As of August 2022, 67% of the American population has been fully vaccinated, according to Fauci.
He added the country is doing "very poorly” when it comes to the percentage of younger children who are vaccinated.
Only 37% of American children aged 5-11 have received at least one dose, according to the CDC. The number is much lower for those ages 6 months to 4years, at just 6%.
Fauci said a universal coronavirus vaccine – one that combats all variants -- was the highest priority in the scientific community.

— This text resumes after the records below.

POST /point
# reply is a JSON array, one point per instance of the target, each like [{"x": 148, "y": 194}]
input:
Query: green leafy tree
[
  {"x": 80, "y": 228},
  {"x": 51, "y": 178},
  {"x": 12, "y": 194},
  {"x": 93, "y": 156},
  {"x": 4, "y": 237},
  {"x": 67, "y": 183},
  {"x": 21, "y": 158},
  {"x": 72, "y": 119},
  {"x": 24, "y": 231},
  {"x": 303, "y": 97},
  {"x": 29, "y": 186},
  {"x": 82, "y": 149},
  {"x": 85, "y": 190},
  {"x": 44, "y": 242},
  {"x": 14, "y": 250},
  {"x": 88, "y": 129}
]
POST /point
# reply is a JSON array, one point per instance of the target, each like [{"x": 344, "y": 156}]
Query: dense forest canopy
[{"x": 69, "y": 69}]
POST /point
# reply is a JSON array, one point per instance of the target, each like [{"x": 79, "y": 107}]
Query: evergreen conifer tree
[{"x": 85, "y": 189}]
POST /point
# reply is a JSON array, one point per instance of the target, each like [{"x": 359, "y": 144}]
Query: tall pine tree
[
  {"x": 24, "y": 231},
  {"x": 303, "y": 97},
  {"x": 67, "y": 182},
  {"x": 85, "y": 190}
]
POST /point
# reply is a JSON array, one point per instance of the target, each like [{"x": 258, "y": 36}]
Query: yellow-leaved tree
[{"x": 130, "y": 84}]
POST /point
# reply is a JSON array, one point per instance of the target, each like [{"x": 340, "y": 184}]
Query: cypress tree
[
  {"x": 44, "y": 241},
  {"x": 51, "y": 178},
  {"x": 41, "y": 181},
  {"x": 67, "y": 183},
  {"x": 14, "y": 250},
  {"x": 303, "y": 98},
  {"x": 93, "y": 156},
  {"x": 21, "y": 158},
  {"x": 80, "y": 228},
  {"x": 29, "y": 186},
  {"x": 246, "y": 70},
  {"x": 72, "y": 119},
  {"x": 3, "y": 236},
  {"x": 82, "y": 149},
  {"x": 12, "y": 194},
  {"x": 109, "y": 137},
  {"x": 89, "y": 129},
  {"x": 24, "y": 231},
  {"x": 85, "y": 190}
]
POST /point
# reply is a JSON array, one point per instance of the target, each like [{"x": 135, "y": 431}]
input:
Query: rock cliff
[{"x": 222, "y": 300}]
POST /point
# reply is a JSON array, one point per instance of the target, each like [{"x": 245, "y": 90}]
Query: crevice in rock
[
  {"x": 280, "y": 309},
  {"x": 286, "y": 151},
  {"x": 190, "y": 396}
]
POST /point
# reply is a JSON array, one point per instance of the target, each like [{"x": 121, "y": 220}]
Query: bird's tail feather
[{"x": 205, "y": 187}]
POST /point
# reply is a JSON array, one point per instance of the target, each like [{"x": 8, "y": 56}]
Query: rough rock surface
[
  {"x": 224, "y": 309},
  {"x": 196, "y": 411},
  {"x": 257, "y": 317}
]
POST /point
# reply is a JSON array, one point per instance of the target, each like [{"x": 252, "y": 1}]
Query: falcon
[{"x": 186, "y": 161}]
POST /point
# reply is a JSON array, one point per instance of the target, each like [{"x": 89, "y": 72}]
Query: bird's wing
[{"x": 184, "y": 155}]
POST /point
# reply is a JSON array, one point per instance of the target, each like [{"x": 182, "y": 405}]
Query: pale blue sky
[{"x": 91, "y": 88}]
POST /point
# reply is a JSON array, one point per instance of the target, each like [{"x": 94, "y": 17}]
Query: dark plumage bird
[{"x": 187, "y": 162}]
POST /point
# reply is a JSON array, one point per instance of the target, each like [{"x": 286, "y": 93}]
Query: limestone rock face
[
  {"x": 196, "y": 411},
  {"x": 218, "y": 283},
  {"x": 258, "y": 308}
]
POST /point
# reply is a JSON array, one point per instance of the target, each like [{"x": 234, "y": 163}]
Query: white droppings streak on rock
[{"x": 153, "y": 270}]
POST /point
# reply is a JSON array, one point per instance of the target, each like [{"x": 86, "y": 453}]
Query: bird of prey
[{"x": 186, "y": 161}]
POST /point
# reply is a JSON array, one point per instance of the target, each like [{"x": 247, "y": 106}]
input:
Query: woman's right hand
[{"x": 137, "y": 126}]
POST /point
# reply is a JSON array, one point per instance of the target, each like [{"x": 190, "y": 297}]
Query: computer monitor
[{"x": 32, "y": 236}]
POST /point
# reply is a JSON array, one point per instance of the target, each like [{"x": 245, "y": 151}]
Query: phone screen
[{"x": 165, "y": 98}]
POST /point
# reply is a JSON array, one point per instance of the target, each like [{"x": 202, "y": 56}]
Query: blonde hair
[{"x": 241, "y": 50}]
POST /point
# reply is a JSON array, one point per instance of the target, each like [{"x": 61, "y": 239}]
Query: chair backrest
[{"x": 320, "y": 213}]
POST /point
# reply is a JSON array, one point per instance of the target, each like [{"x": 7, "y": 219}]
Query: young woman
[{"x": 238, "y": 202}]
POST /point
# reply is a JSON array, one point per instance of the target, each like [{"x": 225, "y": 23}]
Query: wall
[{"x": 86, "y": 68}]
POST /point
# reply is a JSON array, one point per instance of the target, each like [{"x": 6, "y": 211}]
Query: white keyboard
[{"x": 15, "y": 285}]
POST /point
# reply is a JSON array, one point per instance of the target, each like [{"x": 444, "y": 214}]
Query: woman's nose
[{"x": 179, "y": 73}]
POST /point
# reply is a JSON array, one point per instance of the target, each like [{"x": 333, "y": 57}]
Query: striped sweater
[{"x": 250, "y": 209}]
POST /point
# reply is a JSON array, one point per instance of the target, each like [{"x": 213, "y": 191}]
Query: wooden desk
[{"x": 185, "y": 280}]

He also clarified details about the emergence of monkeypox, which the Biden administration declared a public health emergency this summer.
“Monkeypox is very closely related to smallpox,” explained Dr. Fauci. “Decades ago when the entire world, including myself, were vaccinated against smallpox, when smallpox was a global threat, there was no monkey pox in humans.”
Fauci said monkeypox likely existed in some animal species at that time, but it was not prevalent in people.
“Because people were protected against smallpox, because of the smallpox vaccination, that was universal. We just didn't see human monkeypox. However, because we eradicated smallpox and the vaccinations globally stopped somewhere in the end of the '70s, then anybody born after that time is not protected against smallpox. And, as a matter of fact, by definition, is not protected against monkeypox.”
Fauci said there is no way to predict whether pandemics caused by emerging viruses could be something we see more regularly.
“It is noteworthy that about 75% of all the new emerging infections are what we call zoonotic. They emerge from an animal reservoir. Flu does that. HIV does that. Ebola does that. COVID does that. And when that happens, sometimes it's a curiosity and it doesn't spread widely, but every once in a while, it's a pandemic and that's when you get global spread. And that's what we're seeing now with COVID."